How do I map the cube's coordinates to the tetrahedron bijectively? Are there an elegant function that would do it?
Note: on 2-dimension, to map a square to a triangle I can do f(x,y) = (x-xy/2,y-xy/2); I'm struggling to extend this to 3-dimension
A potentially useful observation is that the unit cube and unit simplex in any number of dimensions can be expressed in terms of the maximum norm $||\vec x||_M=\max(|x_i|)$ and the taxicab norm $||\vec x||_T=\sum_i|x_i|$, allowing us to make use of the convenient properties of norms: $$ \text{Unit Cube:}\ \ \ \mathcal C=\{\vec x\in\mathbb R^d:x_i\ge 0, ||\vec x||_M\le 1\} $$ $$ \text{Unit Simplex:}\ \ \ \mathcal S=\{\vec x\in\mathbb R^d:x_i\ge 0, ||\vec x||_T\le 1\} $$ Note that your cube and tetrahedron are the $d=3$ case.

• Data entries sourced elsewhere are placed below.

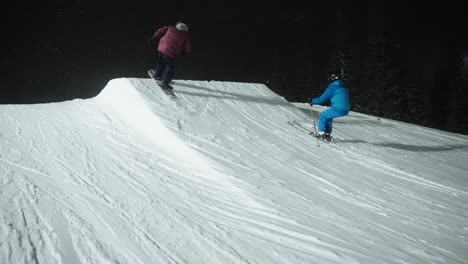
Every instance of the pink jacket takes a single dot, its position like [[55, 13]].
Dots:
[[173, 41]]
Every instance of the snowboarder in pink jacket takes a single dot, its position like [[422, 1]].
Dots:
[[173, 41]]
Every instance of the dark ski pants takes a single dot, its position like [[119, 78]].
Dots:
[[165, 68], [326, 118]]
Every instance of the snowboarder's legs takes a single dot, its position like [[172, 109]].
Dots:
[[326, 119], [165, 69], [168, 72], [160, 66]]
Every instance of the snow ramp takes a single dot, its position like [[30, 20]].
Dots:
[[224, 173]]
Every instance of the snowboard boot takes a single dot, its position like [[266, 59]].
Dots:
[[152, 74], [165, 86]]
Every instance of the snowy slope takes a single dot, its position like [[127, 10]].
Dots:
[[220, 175]]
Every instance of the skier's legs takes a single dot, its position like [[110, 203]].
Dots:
[[326, 119]]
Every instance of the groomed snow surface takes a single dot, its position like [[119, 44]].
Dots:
[[225, 173]]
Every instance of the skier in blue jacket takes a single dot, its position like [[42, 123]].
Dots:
[[338, 96]]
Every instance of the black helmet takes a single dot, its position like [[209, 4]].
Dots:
[[333, 77]]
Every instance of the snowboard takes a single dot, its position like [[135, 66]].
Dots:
[[169, 92]]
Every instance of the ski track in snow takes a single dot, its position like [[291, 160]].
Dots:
[[98, 181]]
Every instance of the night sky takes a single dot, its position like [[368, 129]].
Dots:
[[55, 51]]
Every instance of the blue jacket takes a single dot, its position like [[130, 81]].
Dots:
[[337, 94]]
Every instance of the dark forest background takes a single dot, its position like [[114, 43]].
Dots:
[[404, 61]]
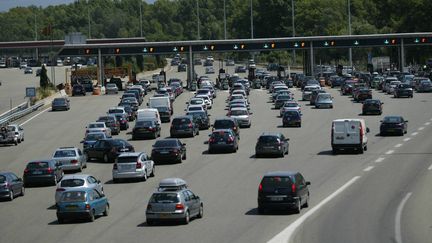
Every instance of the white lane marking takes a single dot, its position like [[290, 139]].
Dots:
[[369, 168], [286, 234], [31, 118], [398, 218]]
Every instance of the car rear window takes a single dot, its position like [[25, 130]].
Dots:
[[72, 182], [164, 198], [64, 153], [73, 196]]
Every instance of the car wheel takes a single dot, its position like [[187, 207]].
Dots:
[[201, 212], [106, 212]]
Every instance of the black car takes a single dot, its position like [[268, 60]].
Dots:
[[42, 172], [183, 126], [223, 139], [11, 186], [111, 122], [403, 90], [283, 189], [59, 104], [168, 150], [393, 125], [108, 150], [271, 143], [145, 129], [372, 107], [78, 89]]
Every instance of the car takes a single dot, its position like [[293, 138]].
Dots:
[[18, 131], [146, 128], [183, 126], [46, 171], [71, 158], [291, 118], [273, 143], [111, 122], [111, 88], [393, 125], [168, 150], [133, 166], [98, 127], [77, 181], [324, 100], [223, 139], [108, 150], [283, 189], [372, 106], [11, 185], [60, 104], [82, 203], [403, 90], [173, 202], [242, 115]]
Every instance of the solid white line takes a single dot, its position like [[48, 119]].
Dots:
[[368, 168], [31, 118], [398, 232], [286, 234]]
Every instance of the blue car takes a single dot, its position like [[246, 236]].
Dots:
[[81, 204]]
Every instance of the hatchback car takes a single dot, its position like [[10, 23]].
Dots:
[[42, 172], [108, 150], [393, 125], [133, 166], [11, 186], [71, 158], [271, 143], [168, 150], [283, 189], [81, 203]]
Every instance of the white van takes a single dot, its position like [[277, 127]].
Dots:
[[349, 134], [148, 113]]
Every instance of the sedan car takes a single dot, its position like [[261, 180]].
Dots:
[[79, 181], [393, 125], [133, 166], [108, 150], [271, 143], [82, 203], [42, 172], [11, 186], [71, 158], [168, 150]]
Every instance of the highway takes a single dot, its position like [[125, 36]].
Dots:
[[367, 210]]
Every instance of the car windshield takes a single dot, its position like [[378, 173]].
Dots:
[[164, 198], [73, 196], [64, 153], [37, 165]]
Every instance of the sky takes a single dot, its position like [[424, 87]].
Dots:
[[5, 5]]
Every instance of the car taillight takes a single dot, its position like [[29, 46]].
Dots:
[[179, 206]]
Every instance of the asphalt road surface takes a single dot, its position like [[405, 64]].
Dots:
[[366, 210]]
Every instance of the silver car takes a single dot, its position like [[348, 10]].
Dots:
[[173, 203], [133, 165], [71, 158], [18, 130], [77, 182]]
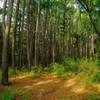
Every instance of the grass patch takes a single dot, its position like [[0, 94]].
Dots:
[[9, 93]]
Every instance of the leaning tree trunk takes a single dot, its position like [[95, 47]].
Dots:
[[14, 34], [37, 30], [6, 21]]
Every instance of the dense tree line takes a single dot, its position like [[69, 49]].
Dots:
[[41, 32]]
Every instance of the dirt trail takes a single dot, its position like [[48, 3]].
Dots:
[[50, 87]]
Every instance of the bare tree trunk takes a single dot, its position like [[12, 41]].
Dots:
[[6, 21], [14, 35], [37, 30]]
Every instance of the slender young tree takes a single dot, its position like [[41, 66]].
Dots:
[[6, 27]]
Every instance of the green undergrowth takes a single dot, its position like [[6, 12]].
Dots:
[[88, 70], [9, 93]]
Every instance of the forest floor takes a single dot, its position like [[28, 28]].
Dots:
[[49, 87]]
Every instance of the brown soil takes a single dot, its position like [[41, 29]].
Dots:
[[50, 87]]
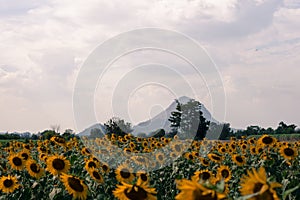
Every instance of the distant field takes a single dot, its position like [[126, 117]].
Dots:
[[282, 137]]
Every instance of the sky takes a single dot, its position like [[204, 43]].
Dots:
[[255, 46]]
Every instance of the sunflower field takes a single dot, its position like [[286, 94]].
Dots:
[[131, 168]]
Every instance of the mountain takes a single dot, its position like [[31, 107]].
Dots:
[[161, 121], [87, 131]]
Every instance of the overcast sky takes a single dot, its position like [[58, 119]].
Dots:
[[254, 44]]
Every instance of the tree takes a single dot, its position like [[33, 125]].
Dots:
[[117, 126], [192, 123], [283, 128], [47, 134], [96, 133], [55, 128], [68, 133], [175, 118], [226, 131]]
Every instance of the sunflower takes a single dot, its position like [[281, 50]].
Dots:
[[177, 148], [266, 140], [34, 169], [123, 173], [132, 145], [204, 161], [140, 160], [90, 163], [105, 168], [256, 183], [43, 157], [16, 161], [214, 157], [239, 160], [145, 144], [25, 155], [222, 150], [160, 157], [75, 186], [8, 184], [288, 153], [57, 165], [202, 176], [95, 174], [143, 176], [86, 151], [224, 173], [193, 190], [189, 156], [253, 150], [138, 191]]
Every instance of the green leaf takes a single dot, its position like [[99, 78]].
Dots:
[[286, 193]]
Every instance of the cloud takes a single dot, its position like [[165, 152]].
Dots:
[[255, 45]]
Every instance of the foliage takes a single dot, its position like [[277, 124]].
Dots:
[[117, 126]]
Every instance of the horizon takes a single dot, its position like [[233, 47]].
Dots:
[[252, 45], [102, 123]]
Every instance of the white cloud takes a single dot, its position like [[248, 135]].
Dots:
[[43, 44]]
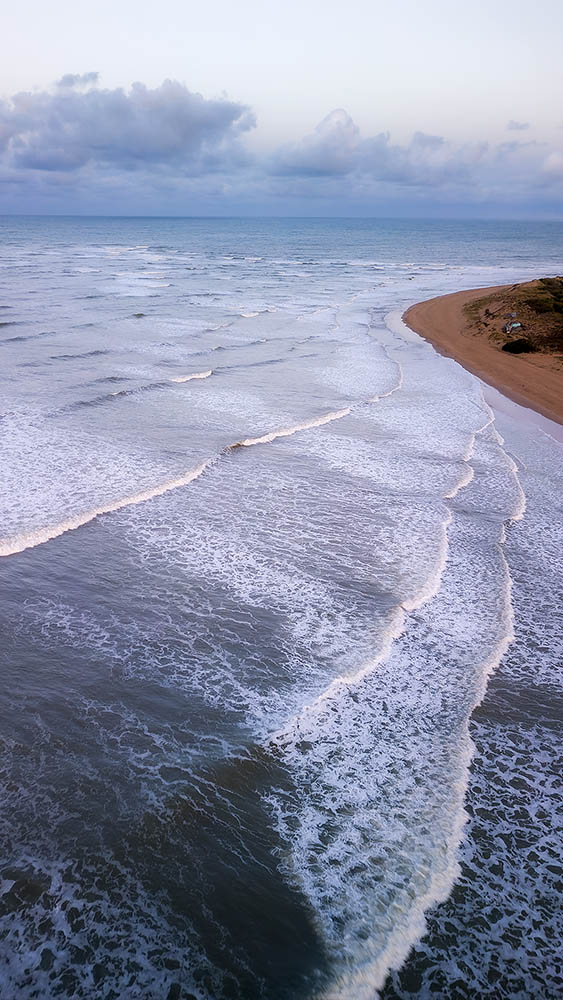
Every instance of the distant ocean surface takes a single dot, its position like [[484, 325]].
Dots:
[[281, 619]]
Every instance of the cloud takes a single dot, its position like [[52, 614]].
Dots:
[[79, 147], [73, 128], [337, 149], [78, 79]]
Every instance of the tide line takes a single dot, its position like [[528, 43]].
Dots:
[[28, 540], [188, 378], [38, 536]]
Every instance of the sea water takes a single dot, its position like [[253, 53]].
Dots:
[[281, 658]]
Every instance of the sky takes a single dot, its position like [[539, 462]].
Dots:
[[302, 108]]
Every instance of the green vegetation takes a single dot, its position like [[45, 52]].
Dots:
[[536, 305]]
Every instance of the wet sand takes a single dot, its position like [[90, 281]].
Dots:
[[534, 380]]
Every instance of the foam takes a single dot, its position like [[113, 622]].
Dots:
[[38, 536], [469, 623], [196, 375]]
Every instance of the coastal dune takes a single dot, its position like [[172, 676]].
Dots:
[[534, 380]]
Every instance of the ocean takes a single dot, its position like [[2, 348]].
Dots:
[[281, 619]]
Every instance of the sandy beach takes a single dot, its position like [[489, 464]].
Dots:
[[534, 380]]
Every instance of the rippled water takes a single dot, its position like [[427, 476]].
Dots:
[[264, 550]]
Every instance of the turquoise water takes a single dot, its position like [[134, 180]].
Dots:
[[262, 551]]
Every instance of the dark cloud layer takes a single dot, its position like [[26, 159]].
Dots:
[[72, 127], [515, 126], [81, 147]]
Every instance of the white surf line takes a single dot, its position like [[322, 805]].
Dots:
[[188, 378], [18, 543], [442, 884], [428, 590], [28, 540], [469, 473], [288, 431], [396, 388]]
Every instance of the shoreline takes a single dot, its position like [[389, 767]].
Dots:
[[530, 380]]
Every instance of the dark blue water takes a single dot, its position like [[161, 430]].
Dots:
[[262, 551]]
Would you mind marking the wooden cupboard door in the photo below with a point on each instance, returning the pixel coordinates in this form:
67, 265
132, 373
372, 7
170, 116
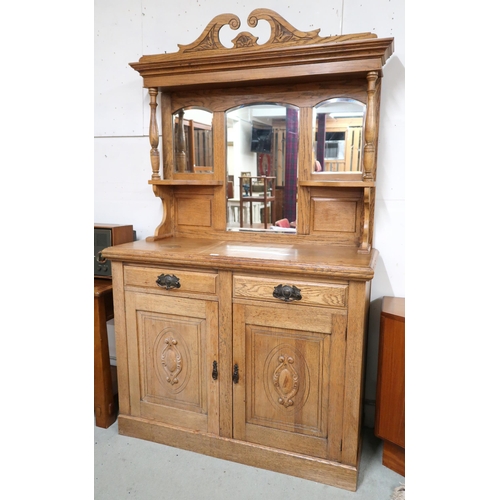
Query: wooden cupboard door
291, 378
172, 343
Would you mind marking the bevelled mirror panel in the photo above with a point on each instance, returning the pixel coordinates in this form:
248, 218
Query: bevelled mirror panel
193, 142
262, 149
338, 136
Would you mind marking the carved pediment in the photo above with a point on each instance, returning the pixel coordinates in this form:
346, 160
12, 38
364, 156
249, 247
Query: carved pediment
282, 32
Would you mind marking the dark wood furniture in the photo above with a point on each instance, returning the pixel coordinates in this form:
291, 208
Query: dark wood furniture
249, 345
105, 408
390, 403
265, 195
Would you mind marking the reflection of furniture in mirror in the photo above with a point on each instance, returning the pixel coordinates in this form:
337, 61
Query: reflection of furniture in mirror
249, 345
339, 135
264, 142
258, 190
193, 142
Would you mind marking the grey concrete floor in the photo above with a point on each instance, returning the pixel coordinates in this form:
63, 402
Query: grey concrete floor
129, 468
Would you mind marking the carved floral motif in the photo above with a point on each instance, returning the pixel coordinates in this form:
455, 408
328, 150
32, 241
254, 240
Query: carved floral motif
171, 360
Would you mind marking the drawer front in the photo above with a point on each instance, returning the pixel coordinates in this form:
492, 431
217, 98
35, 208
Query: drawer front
190, 281
317, 294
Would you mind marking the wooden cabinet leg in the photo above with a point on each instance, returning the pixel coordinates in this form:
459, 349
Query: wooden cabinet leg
104, 404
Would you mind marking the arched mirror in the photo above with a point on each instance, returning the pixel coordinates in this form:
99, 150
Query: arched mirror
193, 143
262, 147
338, 136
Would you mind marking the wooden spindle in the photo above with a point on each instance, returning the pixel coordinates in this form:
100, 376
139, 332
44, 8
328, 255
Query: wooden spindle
153, 134
370, 128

One way to transform between these shapes, then, is to map each vector $\vec x$ in the cube to a vector $\vec y$ in the same direction such that $||\vec x||_M=||\vec y||_T$. This gives us a simple function, which multiplies $\vec x$ by some positive constant $c(\vec x)$, for which we can find an expression. $$\begin{align} ||\vec x||_M & = ||c\vec x||_T \\ ||\vec x||_M & = |c|\ ||\vec x||_T \\ c & = \frac{||\vec x||_M}{||\vec x||_T} \end{align}$$ This allows us to write down a function, taking care of the problematic zero case: $$ f:\mathcal C\to\mathcal S,\ \ \ f(\vec x) = \begin{cases} \frac{||\vec x||_M}{||\vec x||_T}\vec x & \vec x \neq \vec 0 \\ \vec 0 & \vec x = \vec 0 \end{cases} $$ From here, showing that this is a bijection should be straightforward.